La légende est éternelle

Aujourd’hui encore Saint-Tropez n’a rien perdu de sa superbe. Les stars, par delà les générations, aiment à se retrouver à Saint-Tropez. 
Elton John
, Sting, Albert de Monaco, Leonardo Di Caprio, George Clooney, Beyoncé, Jay Z font régulièrement escale à Saint-Tropez.  

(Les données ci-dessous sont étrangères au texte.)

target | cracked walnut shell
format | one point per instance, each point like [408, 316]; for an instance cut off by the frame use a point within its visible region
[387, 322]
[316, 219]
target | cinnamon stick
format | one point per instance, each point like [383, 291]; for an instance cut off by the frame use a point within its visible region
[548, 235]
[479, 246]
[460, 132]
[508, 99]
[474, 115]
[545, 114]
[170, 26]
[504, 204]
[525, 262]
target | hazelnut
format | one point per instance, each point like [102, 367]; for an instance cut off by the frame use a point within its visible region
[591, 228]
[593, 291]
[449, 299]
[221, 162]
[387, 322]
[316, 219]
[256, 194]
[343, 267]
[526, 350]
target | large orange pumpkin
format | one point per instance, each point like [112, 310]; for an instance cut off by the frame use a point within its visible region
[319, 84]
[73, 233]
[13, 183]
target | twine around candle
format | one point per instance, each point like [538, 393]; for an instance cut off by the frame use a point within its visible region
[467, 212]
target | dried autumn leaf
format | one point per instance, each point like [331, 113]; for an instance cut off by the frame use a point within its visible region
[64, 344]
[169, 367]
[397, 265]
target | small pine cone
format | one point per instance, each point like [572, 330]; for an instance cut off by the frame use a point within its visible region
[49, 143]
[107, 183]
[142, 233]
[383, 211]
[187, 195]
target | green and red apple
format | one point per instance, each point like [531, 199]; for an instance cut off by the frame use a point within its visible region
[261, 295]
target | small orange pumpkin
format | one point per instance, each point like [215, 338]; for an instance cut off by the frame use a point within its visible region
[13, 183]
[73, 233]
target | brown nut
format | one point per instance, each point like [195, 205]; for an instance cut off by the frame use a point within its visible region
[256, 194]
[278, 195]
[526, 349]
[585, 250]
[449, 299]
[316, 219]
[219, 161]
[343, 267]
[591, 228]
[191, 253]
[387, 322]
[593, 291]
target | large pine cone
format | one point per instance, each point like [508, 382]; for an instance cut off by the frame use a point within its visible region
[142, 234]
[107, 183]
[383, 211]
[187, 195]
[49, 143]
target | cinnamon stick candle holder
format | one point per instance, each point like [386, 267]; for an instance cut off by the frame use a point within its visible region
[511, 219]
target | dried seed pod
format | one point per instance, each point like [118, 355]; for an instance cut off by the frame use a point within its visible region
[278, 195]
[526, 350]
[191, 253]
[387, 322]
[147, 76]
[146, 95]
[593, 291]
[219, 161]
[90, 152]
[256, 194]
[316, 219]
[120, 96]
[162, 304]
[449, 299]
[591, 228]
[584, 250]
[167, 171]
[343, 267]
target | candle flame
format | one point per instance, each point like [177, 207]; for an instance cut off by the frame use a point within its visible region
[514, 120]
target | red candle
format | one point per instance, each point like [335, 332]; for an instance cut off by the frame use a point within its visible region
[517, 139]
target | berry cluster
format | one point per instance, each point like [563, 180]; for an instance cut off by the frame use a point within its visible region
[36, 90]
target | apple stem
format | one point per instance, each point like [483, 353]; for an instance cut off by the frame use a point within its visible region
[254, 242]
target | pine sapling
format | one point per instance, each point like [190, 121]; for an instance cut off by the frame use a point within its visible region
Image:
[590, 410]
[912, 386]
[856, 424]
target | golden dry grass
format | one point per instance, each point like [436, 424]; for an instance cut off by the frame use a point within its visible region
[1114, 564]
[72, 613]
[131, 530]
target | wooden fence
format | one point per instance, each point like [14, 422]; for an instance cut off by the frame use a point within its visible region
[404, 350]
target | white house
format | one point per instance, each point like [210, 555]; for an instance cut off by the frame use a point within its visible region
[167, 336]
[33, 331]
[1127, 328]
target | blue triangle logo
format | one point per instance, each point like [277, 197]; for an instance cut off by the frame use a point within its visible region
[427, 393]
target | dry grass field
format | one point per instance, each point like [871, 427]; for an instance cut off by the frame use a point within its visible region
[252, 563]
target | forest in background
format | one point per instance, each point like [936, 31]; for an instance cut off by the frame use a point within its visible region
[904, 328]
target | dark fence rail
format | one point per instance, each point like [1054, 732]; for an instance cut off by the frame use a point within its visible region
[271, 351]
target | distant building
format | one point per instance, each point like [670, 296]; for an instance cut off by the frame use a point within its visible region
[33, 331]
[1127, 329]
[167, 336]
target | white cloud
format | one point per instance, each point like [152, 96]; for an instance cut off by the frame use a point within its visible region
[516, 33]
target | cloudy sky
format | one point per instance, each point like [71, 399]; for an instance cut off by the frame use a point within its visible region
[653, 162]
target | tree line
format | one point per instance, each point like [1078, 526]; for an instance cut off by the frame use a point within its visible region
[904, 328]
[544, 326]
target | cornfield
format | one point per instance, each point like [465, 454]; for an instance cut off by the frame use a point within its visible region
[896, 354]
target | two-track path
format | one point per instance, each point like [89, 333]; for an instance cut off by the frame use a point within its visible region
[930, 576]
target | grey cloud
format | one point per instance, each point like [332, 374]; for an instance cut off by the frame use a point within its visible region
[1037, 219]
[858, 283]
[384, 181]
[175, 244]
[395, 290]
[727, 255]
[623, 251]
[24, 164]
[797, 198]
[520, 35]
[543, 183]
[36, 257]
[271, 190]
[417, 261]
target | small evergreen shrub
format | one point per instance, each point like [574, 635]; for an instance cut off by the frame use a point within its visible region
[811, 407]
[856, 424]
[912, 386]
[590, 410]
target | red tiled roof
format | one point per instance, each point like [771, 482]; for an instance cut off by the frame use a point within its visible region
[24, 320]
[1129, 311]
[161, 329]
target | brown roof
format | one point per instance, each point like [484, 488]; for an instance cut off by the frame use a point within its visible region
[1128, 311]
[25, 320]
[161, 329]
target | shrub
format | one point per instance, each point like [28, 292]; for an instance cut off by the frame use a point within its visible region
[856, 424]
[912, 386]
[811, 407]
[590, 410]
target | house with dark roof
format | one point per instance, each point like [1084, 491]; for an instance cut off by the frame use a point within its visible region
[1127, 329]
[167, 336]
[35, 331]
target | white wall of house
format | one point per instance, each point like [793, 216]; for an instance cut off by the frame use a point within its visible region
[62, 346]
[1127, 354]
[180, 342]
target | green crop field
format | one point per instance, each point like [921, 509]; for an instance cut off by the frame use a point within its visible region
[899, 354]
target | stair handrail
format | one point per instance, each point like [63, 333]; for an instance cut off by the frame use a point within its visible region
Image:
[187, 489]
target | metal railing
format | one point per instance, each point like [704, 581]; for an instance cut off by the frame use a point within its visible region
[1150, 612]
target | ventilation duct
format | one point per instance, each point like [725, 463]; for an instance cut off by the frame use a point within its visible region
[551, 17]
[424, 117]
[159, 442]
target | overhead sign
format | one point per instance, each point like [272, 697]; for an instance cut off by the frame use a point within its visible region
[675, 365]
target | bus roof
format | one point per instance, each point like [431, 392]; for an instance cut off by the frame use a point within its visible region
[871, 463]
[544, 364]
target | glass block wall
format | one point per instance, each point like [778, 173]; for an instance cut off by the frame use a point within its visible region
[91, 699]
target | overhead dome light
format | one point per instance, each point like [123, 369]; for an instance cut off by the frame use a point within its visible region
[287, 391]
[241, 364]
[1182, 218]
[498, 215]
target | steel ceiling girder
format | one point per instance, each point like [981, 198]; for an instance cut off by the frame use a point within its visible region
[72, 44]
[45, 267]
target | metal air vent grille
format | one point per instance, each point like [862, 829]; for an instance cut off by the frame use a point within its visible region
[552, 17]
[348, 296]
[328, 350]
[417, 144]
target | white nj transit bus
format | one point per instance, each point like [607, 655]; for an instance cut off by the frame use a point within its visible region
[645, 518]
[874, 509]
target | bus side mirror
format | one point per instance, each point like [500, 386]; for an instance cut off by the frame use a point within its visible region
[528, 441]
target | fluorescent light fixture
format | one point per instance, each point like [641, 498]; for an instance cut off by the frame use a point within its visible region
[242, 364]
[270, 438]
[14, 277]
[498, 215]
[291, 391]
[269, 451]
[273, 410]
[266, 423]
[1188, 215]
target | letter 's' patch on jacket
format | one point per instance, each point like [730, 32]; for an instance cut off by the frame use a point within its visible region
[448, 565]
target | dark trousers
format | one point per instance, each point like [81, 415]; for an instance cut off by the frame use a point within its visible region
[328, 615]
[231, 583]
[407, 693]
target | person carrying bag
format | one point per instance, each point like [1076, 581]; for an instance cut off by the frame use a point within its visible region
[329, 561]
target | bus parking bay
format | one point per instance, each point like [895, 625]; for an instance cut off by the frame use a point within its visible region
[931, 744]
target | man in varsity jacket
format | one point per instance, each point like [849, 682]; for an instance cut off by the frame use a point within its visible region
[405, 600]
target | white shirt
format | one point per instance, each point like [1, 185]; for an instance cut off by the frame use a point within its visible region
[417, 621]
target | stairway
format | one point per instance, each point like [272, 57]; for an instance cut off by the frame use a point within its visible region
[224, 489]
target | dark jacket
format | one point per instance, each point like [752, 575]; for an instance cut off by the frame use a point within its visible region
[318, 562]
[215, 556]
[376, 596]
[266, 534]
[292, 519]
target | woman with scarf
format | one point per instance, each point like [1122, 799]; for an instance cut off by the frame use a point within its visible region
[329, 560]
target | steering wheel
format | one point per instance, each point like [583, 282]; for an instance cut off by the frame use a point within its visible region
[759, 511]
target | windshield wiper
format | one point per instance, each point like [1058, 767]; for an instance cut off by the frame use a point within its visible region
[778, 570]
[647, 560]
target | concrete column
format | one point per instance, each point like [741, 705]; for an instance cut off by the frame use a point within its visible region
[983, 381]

Le 7éme art s’expose encore. La place des Jumeaux accueille le tournage de « La vérité si je mens » (1997) de Thomas Gilou avec José Garcia, Bruno Solo, Gad Elmaleh et Richard Anconina.
Philippe Harel choisit également Saint-Tropez pour tourner le deuxième épisode de « Les randonneurs » (2008) avec au sommet de l’affiche : Benoît Poelvoorde, Karin Viard et Vincent Elbaz.
A compter de septembre 2001, c’est Lisa Azuelas, à qui l’on doit déjà « Comme t’y est belle » (2006) et « LOL » (2009), qui tournera « Saint-Tropez ».   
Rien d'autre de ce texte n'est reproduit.